Führungspersonal beim BRK: Sanierungsmanager Dirk Lorscheider (r.) ist neuer kommissarischer Geschäftsführer und damit der Nachfolger von Jan Lang (l.), der nun Chef des sogenannten Leitungsstabs ist. In der Mitte: Kreisvorsitzender Michael Kuffer. © Andrea Jaksch

Das BRK Starnberg steckt in der finanziellen Krise. Sanierungsmanager Dirk Lorscheider spricht im Interview über Personalgewinnung, mögliche Mängel in der Hauptverwaltung und seinen eigenen Antrieb.
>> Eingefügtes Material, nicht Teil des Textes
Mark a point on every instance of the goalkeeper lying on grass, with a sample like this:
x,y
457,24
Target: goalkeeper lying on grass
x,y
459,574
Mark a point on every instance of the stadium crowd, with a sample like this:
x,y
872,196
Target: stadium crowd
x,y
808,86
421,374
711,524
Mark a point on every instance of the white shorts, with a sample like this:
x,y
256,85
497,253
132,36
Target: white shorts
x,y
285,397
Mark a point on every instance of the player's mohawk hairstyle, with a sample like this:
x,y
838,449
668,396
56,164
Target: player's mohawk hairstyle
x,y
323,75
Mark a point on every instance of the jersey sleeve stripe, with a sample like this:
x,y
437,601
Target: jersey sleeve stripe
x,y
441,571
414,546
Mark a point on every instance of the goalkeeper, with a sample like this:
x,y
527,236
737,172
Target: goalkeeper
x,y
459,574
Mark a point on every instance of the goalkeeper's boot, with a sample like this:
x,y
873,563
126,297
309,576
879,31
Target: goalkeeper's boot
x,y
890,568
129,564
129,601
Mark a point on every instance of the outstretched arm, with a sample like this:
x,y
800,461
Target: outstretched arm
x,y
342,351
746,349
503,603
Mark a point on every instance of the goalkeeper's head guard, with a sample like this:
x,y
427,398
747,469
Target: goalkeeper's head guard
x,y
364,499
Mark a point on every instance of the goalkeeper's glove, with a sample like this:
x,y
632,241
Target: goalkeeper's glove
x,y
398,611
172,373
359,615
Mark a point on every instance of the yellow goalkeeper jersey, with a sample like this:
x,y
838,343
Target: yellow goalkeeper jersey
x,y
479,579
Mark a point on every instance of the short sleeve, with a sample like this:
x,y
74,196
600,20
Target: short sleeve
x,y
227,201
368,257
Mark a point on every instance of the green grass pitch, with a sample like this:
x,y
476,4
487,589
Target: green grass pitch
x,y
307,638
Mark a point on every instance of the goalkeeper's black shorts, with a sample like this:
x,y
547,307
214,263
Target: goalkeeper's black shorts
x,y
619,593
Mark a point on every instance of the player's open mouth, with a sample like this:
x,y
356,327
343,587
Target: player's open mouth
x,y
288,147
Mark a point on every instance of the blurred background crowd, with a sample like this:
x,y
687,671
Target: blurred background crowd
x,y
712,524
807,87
Landkreis – „Befristet unbefristet“: So beschreibt BRK-Kreisvorsitzender Michael Kuffer das Angestelltenverhältnis von Dirk Lorscheider. Der 53-jährige Sanierungsmanager und kommissarische Geschäftsführer soll so lange beim finanziell wie personell kriselnden Kreisverband bleiben, bis jener wieder auf Kurs ist. Geboren in Saarbrücken, hat Lorscheider in Düsseldorf und 18 Jahre lang in München gearbeitet. Das BRK hat ihn von der HC&S AG akquiriert, einen auf Restrukturierungsmaßnahmen im Bereich Kliniken und Altenpflege spezialisierten Dienstleister aus Freiburg. Zuletzt war er als Geschäftsführer der in Ulm ansässigen Schöner-Leben-Gruppe tätig, die bundesweit mehr als 90 Senioren- und Pflegeeinrichtungen betreibt.
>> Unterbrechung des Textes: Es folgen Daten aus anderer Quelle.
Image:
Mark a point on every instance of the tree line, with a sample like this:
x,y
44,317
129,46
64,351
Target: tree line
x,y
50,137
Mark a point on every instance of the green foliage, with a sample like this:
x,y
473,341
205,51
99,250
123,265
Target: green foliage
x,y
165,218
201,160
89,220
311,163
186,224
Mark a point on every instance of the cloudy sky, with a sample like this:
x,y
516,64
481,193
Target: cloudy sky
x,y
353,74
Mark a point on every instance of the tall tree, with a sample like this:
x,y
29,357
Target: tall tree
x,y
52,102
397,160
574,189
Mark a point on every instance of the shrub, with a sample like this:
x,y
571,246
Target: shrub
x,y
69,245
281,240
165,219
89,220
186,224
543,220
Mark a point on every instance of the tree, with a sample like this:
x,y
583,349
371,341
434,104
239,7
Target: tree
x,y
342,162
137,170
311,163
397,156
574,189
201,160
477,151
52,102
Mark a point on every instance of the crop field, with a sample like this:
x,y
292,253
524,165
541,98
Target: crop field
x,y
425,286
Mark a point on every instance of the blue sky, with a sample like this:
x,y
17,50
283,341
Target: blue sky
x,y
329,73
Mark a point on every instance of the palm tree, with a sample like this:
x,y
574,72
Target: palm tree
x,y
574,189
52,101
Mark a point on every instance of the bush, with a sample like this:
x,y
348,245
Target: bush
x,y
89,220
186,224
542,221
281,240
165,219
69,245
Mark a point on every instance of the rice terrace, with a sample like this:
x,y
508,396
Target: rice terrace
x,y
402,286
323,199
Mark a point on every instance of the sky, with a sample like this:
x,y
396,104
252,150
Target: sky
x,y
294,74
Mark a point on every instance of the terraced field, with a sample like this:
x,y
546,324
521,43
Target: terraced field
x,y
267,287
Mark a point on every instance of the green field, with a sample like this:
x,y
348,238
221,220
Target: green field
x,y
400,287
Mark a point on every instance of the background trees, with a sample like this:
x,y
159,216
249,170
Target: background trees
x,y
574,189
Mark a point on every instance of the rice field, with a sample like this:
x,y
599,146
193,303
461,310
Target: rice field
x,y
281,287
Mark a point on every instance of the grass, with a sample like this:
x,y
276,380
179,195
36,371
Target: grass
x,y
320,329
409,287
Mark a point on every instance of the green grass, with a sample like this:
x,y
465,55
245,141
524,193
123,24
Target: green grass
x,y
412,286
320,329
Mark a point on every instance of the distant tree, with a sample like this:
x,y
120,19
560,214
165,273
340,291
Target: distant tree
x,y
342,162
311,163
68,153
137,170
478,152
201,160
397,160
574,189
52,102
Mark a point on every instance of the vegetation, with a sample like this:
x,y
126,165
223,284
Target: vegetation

Allein 2023 ist beim BRK-Kreisverband ein Loch in Höhe eines einstelligen Millionenbetrags entstanden, zudem fehlen rund 100 Mitarbeiter. Im Merkur-Interview erklärt Lorscheider, worauf es beim Sanieren ankommt und deutet – teils indirekt – an, wo die Mängel liegen. Vorsitzender Michael Kuffer schaltet sich zweimal ein, um Vorgänge aus der Vergangenheit zu erklären.

Herr Lorscheider, was packen Sie zuerst an?

In den ersten beiden Wochen habe ich sehr viel Wert darauf gelegt, die Menschen kennenzulernen. Ich möchte verstehen, wie es vor Ort läuft und Ängste, Sorgen und Nöte abbauen, indem ich zuhöre.

Wo sehen Sie Handlungsbedarf beim BRK?

Es gibt vor allem drei wichtige Themen – die Erlöse, das Personal und die Kosten in der Hauptverwaltung. Die Erlöse lassen sich mit der Pflegesatzerhöhung, die wir jetzt angegangen sind, um wahrscheinlich 14 Prozent im Durchschnitt verbessern. Bei den Personalressourcen ist die Frage: Sind die Mitarbeiter entsprechend ihrer Qualifikation richtig eingesetzt? Wie ist das Auswahlmanagement? Gibt es irgendwo zu viel Personal, das nicht refinanziert wird?

Besteht diese Gefahr überhaupt in der Altenpflege?

Sie können einen Menschen natürlich nie genug pflegen. Zu viel Personal kann ich für den Bewohner nie einsetzen, aber ich muss mich an meinen Personalschlüssel halten. Im Mehrgenerationencampus Gauting etwa sind einzelne Tätigkeiten wie Putzen, Kochen und das Betreuen der Bewohner nicht so klar voneinander abgegrenzt. Es gibt dort Präsenzkräfte, die ganz Verschiedenes machen. Das gilt es zu analysieren, auch dahingehend, ob die Refinanzierung durch die Krankenkassen gegeben ist. In hauswirtschaftlichen Dingen wie in der Küche kann man schon zu viel Personal einsetzen.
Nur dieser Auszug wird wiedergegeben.